Use Distinctive Tracking Numbers instead of the Equipment’s Serial Number
There is a possibility that an asset serial number can be similar to that of another asset. If you use the serial number as the tracking number, the identical numbers will lead to confusion as you will have no way to differentiate between two assets. As a result, the integrity of your business data can be compromised, resulting in inaccurate inventory and customer balances, affecting customer satisfaction, and lowering your rental income. Using a unique asset tracking number rather than the serial number helps you avoid these problems. If the tracking number gets lost, you can still find the asset using its serial number and re-label it properly to maintain the asset’s history.
Understand Your Needed Sustainable Level of Service
Understanding your required sustainable service level will allow you to execute an asset management plan and inform the shareholders about your plans. Quantity, quality, environmental standards, and reliability are some of the factors that help define the level of service and your expected goals, both long-term and short-term. You can utilize information regarding consumer demand, information from utility boards or commissions, and data from other shareholders to identify your level of service requirements. You can update these requirements to account for changes due to regulatory requirements, growth, and technological advancements.
Differentiate between Inventory Tracking and Asset Tracking
Inventory tracking and asset tracking are two different things. Asset tracking involves knowing the location of internal resources required to ensure the continuity of business operations, tracing resources your business has lent out, and monitoring maintenance, depreciation, and warranty contracts. On the other hand, inventory tracking involves managing distributed, consumed, or sold goods, tracing the receipt, storage, outsourcing, and sale of goods, and checking inventory age, turns, and reorder levels. Your business assets depreciate in the long run and need management and frequent maintenance. You can rarely sell them, except perhaps when their life cycle ends. Conversely, your inventory moves quickly from the supply chain to your customers or back to the supply chain to meet consumer demand. However, they both need tracking.

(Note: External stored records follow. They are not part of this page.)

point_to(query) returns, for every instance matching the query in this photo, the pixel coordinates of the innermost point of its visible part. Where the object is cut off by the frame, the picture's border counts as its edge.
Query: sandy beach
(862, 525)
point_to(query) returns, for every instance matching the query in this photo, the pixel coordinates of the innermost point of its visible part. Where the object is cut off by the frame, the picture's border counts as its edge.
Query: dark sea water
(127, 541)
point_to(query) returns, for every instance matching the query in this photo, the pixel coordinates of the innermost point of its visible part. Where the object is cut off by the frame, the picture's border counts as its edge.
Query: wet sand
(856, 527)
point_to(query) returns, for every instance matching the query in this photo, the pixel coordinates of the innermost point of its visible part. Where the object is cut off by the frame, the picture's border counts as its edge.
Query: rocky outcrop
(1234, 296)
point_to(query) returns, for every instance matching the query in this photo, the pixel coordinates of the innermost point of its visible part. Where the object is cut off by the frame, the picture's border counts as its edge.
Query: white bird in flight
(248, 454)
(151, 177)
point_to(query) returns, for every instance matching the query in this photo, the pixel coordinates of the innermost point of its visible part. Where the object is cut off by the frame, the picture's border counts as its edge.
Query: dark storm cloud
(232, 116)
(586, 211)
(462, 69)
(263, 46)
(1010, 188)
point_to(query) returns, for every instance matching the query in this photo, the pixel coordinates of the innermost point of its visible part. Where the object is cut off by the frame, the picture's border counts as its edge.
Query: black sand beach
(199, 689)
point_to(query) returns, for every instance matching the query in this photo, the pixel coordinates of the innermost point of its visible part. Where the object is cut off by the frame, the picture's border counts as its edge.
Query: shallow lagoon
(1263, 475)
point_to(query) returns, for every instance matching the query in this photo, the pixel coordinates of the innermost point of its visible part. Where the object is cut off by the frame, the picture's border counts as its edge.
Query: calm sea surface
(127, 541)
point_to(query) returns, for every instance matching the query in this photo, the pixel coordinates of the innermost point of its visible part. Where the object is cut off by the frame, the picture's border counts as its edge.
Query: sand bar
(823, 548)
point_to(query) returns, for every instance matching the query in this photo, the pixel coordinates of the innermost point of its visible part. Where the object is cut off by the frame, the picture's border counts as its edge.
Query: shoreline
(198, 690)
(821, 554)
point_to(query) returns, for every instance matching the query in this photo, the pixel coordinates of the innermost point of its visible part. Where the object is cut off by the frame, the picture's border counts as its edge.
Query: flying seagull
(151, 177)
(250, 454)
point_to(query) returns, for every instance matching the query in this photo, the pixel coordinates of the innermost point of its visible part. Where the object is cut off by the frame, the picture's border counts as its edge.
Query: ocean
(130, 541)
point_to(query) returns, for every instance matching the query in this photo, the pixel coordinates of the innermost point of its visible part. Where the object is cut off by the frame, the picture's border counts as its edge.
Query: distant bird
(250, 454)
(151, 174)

Use CMMS Software to Manage Asset Data
Incorporating computerized maintenance management systems (CMMS) software in your asset tracking efforts creates a database for all the information obtained from maintenance monitoring sensors across your company assets. CMMS software develops a framework for how you and your employees can organize this pertinent data and establishes a hierarchy of interoperability regarding how this data affects various business operations. From CMMS software, you can easily deduce how best to handle declining asset performance or a looming failure before it affects productivity. A CMMS software from a reputable asset reliability company like ABS Group helps improve your asset reliability, saving on repair costs.
The tips mentioned above will help you use and collect business data, avoid employee confusion, and give an accurate, real-time condition of each asset in your organization. Irrespective of whether your asset is performing its job from one location or is moving through the supply chain, tracking your business assets will help you avoid many business challenges and make the best use of the existing resources.